When I finally got him on the phone, I burst into happy tears.
Ryan asked me, knowing about the question I had asked of God, if I had gotten answer.
And I realized that I had. Just spending three days without Ryan had me in the mess of tears. "Sooner," I told him, and as I did, I felt peace invade my body. "Sooner, definitely sooner."
|A recent photo of Ryan.. on yak, from his recent vacation.|
So a few weeks later Ryan and I were reading the Bible together. Not asking any particular questions or seeking anything other than just God. I was praying silently as I flipped through my Bible's pages, praying to find the right passage God wanted to show us that day. And I felt definitely drawn to Genesis 24. I didn't know why, it seemed surprising to me, but I just started reading. The page I landed on was halfway through the chapter, in the story of Rebekah being brought to Isaac.
It was the morning after Abraham's servant had arrived, and his prayers to find Isaac's bride were answered by God so directly. And this servant was excited and ready to head back to Canaan.
“But we want Rebekah to stay with us at least ten days,” her brother and mother said. “Then she can go.”

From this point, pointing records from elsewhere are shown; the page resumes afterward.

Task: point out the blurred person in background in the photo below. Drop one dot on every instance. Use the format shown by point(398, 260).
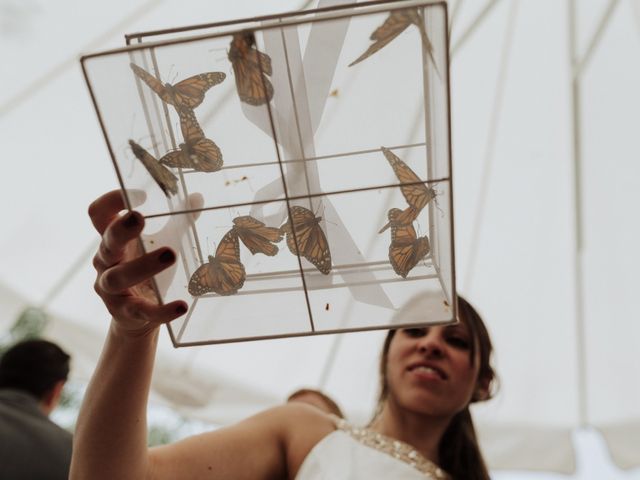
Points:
point(32, 376)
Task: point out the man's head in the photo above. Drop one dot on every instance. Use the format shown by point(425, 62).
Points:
point(37, 367)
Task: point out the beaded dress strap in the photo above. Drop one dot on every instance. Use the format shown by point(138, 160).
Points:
point(397, 449)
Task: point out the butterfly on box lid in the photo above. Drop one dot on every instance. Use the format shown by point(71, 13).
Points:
point(165, 179)
point(223, 274)
point(188, 93)
point(303, 228)
point(256, 236)
point(197, 151)
point(415, 192)
point(251, 68)
point(406, 249)
point(396, 23)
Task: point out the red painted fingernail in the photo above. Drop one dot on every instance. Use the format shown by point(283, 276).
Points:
point(167, 257)
point(132, 220)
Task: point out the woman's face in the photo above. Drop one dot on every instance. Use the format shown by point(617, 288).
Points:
point(429, 370)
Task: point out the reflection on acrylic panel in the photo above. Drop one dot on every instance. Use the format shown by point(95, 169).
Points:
point(300, 126)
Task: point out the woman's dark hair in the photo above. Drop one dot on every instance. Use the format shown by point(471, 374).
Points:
point(459, 451)
point(33, 366)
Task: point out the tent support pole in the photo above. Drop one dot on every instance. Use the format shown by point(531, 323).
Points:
point(578, 215)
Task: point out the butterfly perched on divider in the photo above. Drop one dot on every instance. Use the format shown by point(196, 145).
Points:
point(406, 249)
point(309, 236)
point(251, 68)
point(256, 236)
point(165, 179)
point(223, 274)
point(417, 194)
point(396, 23)
point(197, 151)
point(188, 93)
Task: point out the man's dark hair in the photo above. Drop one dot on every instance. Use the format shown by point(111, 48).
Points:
point(34, 366)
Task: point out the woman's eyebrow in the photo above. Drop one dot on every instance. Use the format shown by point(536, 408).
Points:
point(459, 328)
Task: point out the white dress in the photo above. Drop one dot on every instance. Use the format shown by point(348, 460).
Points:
point(352, 453)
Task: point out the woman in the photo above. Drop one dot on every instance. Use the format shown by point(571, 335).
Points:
point(429, 377)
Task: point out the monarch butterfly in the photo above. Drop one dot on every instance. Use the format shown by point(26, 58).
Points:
point(309, 236)
point(224, 274)
point(396, 23)
point(406, 249)
point(417, 194)
point(256, 236)
point(188, 93)
point(166, 180)
point(250, 67)
point(197, 151)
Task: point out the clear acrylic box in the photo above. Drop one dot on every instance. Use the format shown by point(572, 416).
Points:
point(290, 130)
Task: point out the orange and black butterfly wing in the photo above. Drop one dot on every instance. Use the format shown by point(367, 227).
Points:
point(400, 217)
point(153, 83)
point(224, 274)
point(401, 249)
point(189, 93)
point(204, 279)
point(165, 179)
point(417, 194)
point(316, 250)
point(189, 125)
point(250, 68)
point(406, 250)
point(394, 25)
point(232, 273)
point(256, 236)
point(196, 152)
point(310, 238)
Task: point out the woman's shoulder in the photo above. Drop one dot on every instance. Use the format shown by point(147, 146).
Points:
point(303, 426)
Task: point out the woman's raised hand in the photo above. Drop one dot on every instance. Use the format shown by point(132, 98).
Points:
point(124, 273)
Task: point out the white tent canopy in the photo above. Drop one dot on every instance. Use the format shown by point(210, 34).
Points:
point(546, 184)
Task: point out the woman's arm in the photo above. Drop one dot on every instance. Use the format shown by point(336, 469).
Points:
point(111, 436)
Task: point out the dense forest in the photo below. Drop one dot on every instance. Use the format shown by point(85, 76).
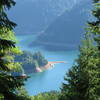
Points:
point(81, 82)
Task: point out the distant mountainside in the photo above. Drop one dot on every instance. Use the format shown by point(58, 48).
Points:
point(67, 30)
point(34, 16)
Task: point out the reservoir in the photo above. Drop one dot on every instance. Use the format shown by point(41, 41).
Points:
point(50, 79)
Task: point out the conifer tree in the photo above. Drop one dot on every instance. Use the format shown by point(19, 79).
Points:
point(82, 82)
point(8, 83)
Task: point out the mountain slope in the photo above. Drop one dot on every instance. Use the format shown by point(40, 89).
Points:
point(33, 16)
point(66, 31)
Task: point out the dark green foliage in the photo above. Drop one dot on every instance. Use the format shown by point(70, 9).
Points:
point(8, 83)
point(82, 82)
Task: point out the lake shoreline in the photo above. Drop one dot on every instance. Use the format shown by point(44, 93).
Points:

But he said, “Don’t delay me. The Lord has made my mission successful; now send me back so I can return to my master.”
“Well,” they said, “we’ll call Rebekah and ask her what she thinks.” So they called Rebekah. “Are you willing to go with this man?” they asked her.
And she replied, “Yes, I will go.”
And I read it and was stunned. Ryan didn't picked up on it right away, so I had to go back and repeat it. Then he saw it too.
This is probably the only place in the Bible that is this relevant to Ryan and my story, and God directed me to read it while we were together, just two or three weeks after I'd asked "Should we marry sooner or later?"
|Ryan, recently ice skating.|
How would that translate? Well, we still don't know.
One thing I do know is that as I tried to think about our wedding I felt myself getting obsessed, and realized I could take it too far. And I prayed and released it to God, asking Him to be my wedding planner.
So we know God brought us together, has directed me to move to India, has directed both of us to marry sooner instead of later, and He will be my wedding planner.
All those are important truths as Ryan and I pursue our marriage. They are comforting Truths Ryan and I have to pull out to grow our faith as we stare at the obstacles in our way.
Which sets us up for what else I'm planning on addressing this "serious week".
This, while part two of our love story, is by no means "the end". It was funny, when I told Ryan on the phone yesterday that I had put up part one, he said, "But our love story isn't over yet!"